Изгнанные из дач и имений, занесенные не только в боль­шевистские, но и в немецкие проскрипционные списки, мы должны были все лето, из-за опасения ареста и расстрела, вести в Москве кочевую жизнь, в поисках ночлега без про­писки, опасаясь доноса швейцаров и дворников, постоянно меняя местожительство. Собиралось два-три раза в неделю лишь бюро Центрального комитета, человек 5 — 6 все лето по разным душным квартиркам на окраинах.

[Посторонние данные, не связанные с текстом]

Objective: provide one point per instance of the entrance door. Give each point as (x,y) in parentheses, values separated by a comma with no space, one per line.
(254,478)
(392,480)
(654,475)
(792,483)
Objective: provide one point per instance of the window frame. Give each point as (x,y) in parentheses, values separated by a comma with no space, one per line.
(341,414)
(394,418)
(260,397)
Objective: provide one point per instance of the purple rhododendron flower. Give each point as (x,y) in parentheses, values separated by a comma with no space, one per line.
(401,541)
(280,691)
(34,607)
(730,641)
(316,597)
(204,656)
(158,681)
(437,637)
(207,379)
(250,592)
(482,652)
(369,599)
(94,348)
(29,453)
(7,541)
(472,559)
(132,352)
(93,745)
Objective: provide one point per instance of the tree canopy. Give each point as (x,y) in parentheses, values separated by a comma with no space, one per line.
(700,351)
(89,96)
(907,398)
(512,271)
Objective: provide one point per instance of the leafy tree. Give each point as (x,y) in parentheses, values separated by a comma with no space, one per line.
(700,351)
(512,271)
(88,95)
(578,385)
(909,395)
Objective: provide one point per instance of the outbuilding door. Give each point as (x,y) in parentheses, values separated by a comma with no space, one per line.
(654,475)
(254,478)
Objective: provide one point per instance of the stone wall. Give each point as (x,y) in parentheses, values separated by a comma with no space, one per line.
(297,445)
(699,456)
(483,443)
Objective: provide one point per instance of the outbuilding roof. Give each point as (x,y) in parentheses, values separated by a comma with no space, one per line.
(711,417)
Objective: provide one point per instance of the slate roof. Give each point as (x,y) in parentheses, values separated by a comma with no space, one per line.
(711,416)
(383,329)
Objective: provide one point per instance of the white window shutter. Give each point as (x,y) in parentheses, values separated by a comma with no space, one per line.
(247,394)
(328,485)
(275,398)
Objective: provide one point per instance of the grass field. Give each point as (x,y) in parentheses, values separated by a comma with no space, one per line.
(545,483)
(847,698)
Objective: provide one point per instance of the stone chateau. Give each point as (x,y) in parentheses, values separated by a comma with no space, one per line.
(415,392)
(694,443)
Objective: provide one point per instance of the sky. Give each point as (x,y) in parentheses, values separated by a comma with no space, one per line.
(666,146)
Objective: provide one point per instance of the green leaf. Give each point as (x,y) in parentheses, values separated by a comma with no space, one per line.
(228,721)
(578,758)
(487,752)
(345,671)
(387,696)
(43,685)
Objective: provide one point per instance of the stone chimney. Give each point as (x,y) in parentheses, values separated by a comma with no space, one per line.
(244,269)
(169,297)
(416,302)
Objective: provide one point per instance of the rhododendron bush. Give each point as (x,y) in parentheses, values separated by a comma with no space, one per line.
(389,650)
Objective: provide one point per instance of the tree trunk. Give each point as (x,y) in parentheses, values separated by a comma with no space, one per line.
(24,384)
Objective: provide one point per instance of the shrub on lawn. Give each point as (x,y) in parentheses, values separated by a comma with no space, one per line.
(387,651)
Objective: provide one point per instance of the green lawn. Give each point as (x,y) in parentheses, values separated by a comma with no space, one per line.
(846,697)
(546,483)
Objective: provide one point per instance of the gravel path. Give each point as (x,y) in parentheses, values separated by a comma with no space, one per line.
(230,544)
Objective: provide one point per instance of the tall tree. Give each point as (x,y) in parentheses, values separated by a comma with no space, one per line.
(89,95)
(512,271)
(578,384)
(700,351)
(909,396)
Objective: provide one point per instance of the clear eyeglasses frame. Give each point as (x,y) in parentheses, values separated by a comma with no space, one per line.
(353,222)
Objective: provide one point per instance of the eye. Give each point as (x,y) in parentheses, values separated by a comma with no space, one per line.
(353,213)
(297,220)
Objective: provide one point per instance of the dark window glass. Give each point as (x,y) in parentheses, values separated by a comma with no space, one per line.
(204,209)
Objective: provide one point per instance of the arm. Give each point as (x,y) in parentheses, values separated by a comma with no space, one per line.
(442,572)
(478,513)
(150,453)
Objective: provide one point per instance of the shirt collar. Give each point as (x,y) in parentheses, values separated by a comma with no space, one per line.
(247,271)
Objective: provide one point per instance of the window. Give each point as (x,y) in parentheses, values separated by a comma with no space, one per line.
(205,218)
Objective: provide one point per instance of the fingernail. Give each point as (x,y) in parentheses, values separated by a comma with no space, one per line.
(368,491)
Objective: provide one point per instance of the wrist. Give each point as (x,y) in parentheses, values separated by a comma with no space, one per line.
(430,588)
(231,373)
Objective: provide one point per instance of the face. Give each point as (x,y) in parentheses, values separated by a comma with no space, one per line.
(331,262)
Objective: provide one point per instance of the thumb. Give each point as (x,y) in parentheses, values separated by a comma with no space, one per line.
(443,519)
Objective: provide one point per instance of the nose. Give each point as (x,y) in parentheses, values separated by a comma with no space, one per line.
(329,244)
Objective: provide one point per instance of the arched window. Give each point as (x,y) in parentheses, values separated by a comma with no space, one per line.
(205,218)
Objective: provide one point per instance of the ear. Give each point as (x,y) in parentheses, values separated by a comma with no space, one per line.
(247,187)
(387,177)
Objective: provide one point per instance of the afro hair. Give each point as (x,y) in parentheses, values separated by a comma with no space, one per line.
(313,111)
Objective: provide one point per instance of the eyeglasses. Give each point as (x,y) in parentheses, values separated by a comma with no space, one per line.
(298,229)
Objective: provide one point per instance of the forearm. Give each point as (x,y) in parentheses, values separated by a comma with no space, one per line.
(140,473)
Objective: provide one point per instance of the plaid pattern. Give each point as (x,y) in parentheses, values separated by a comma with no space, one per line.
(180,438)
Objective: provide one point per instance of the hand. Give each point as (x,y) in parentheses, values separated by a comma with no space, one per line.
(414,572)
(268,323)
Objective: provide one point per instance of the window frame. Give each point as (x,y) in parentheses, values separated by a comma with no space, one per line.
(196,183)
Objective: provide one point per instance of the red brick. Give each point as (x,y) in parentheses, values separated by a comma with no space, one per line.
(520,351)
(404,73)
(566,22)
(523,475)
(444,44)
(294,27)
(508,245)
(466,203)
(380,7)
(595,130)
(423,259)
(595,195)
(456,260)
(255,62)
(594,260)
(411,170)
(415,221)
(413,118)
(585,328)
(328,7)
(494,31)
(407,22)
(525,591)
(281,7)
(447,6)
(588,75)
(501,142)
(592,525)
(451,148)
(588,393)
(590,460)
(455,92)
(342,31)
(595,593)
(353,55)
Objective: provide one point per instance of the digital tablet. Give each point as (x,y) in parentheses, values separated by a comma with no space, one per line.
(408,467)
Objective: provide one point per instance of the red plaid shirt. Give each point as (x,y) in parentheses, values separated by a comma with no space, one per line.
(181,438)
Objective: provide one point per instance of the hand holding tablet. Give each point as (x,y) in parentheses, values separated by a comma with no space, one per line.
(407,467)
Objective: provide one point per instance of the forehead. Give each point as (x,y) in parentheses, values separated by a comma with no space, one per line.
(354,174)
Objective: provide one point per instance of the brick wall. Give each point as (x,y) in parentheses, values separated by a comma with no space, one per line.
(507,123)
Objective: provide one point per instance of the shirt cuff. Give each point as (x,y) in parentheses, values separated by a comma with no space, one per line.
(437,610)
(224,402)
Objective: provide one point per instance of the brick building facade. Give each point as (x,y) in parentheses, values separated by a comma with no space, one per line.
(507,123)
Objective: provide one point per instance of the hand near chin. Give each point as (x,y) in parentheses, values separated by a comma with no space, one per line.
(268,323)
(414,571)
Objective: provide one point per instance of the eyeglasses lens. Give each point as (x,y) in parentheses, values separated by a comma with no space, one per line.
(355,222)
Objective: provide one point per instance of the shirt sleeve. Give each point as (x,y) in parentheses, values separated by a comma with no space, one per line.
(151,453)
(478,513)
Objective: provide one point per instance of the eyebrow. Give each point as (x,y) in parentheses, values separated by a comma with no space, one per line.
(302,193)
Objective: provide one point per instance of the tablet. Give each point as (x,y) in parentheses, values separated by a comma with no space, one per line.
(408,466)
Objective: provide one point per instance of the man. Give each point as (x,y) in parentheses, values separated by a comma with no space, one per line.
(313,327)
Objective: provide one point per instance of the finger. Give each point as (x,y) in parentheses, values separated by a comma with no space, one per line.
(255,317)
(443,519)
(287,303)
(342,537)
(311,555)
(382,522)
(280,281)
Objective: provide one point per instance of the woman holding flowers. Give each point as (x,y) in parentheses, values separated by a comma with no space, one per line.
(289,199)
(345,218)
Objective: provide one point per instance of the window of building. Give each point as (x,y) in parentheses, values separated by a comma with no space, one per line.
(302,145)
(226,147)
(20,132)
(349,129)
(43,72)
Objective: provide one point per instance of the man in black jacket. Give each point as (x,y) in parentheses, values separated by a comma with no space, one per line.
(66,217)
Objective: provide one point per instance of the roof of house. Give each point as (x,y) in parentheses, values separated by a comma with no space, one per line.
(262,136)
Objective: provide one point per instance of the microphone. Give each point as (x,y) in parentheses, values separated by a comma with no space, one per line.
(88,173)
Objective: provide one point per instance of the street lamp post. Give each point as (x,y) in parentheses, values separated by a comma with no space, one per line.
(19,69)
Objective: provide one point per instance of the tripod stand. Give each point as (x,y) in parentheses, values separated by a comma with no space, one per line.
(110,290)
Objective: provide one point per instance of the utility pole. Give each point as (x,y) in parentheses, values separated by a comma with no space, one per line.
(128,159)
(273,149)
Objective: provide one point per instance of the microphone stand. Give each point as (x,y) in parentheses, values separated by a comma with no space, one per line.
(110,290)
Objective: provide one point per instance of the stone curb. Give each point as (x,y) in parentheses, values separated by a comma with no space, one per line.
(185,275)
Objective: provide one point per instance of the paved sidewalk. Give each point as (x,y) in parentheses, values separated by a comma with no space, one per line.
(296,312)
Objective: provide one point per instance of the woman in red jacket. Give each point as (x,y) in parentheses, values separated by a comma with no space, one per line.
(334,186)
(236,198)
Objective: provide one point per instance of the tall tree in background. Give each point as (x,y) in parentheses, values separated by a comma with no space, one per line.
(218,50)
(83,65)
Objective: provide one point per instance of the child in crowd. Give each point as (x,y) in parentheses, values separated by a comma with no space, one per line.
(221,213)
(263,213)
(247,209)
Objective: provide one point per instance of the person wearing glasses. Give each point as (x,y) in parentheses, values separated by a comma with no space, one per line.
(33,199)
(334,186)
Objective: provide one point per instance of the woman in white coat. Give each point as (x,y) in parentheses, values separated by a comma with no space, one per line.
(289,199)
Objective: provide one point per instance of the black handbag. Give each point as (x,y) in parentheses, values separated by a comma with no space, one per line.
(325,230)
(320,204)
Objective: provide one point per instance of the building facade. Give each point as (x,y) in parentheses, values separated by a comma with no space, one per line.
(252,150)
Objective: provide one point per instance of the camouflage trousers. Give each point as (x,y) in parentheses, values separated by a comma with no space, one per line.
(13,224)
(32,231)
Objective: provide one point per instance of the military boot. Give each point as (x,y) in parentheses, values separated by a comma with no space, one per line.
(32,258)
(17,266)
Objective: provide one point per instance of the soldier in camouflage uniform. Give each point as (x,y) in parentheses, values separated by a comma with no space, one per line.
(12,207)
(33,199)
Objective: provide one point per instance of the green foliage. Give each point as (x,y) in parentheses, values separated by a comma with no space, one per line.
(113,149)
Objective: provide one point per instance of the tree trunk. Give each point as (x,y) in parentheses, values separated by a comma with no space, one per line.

Москва изнемогала под большевистским гнетом. Герман­ская ориентация делала огромные успехи. Со всех сторон и даже из недр партии нас упрекали в утопичности, в нереаль­ности нашей позиции, требовали призыва нами немцев для введения порядка и охраны имущества. В то же время киев­ские наши товарищи, разобщенные с нами, учредили авто­номный главный комитет партии на Украине и повели свою линию, не соответствовавшую тактике, принятой партией. Но еще более нас смутил отход от нашей тактики видней­ших наших товарищей по Центральному комитету, ошибка которых заключалась в том, что они, находясь на юге Рос­сии, более полугода не сообщались с партией через бывшие оказии и, будучи хуже нас информированы, повели самосто­ятельную политику с креном на немцев. Стали говорить и писать, что кадеты переменили ориентацию на немецкую. Партии грозил раскол, а может быть, и гибель, так как после пережитых страной войны и революции все отделы партий­ной программы подлежали пересмотру, и при отходе про­граммных вопросов при данных условиях на второй план мы могли быть крепко связаны лишь тактикой.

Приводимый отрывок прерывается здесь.